The position had been vacant since Robert Culver, who had served as vice president for two years, left the post last summer. Levin said the University selected Pepper for the post over the summer, but he was not able to assume the office until January because of prior commitments. Yale Vice President of New Haven and State Affairs Bruce Alexander has filled the position on an interim basis.

Levin said Corporation member Roland Betts ’68 — the chairman and chief executive officer of Chelsea Piers, L.P — will be the new senior fellow, a position with responsibilities including chairing Corporation meetings in the University president’s absence.

Pepper said his service as vice president may be short — he said he does not expect to serve more than two years — but Levin said his appointment “creates a precedent that allows [Yale] to attract great people in the future.”

“His reputation [is] as a person who creates a fantastic climate within the organization he’s leading,” Levin said.

University Secretary Linda Lorimer called the appointment a “coup for Yale.” She said she expects Pepper to help Yale’s administrators become “an even stronger managerial team.”

Improving labor relations after the two recent divisive strikes will be one of the new vice president’s major tasks. Pepper will sit on a new committee devoted to improving the relationship between Yale and its unions. Bob Proto, the president of Local 35 — which represents Yale’s service and maintenance workers — has said in the past that the University and labor leaders agreed to delay serious work on the issue until the appointment of the new vice president.

Dan Radford, executive secretary of the Cincinnati AFL-CIO Labor Council, said he has worked well with Pepper on a variety of community issues.

“I would certainly predict that the labor relations at the University will be improving under his leadership,” Radford said.

Pepper said he hopes to take advantage of the end of the strike to improve labor relations.

Yale Provost Susan Hockfield said Pepper would help implement the University’s budget reduction strategy and make Yale more efficient and economical.

Alexander said Pepper, in addition to trying to increase efficiency, will work on the major building and renovation plans already underway at the University.

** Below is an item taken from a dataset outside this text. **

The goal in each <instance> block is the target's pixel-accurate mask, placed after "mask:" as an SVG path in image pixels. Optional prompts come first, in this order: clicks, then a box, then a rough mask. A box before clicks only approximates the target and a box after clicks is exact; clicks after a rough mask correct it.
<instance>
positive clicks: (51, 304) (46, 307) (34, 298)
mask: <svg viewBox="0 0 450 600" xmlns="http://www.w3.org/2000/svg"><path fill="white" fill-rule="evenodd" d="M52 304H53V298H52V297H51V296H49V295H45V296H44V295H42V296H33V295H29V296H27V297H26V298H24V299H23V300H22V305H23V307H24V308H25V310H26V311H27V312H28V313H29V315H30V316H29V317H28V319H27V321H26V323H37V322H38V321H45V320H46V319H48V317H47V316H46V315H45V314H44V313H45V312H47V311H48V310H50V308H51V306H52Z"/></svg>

Pepper is currently a director of Boston Scientific Corp., Motorola Inc. and the Xerox Corp, and he serves as a member of the Beijing Mayor’s Advisory Council.

He also spent eight years working for the creation of the new National Underground Railroad Freedom Center in Cincinnati, Sue Feamster, the center’s vice president for advancement, said. She said Pepper will continue to serve on its executive committee and development committee.

Alexander, who will continue to serve as vice president of New Haven and state affairs, said he is “looking forward to refocusing on [his] original assignment.”

“The workload [of both positions] was like having final exams all the time,” Alexander said.

Two major administrative posts, the associate vice president for human resources and the associate vice president for facilities, remain unfilled. Alexander said a search is underway to fill both positions and that a group of candidates has been identified.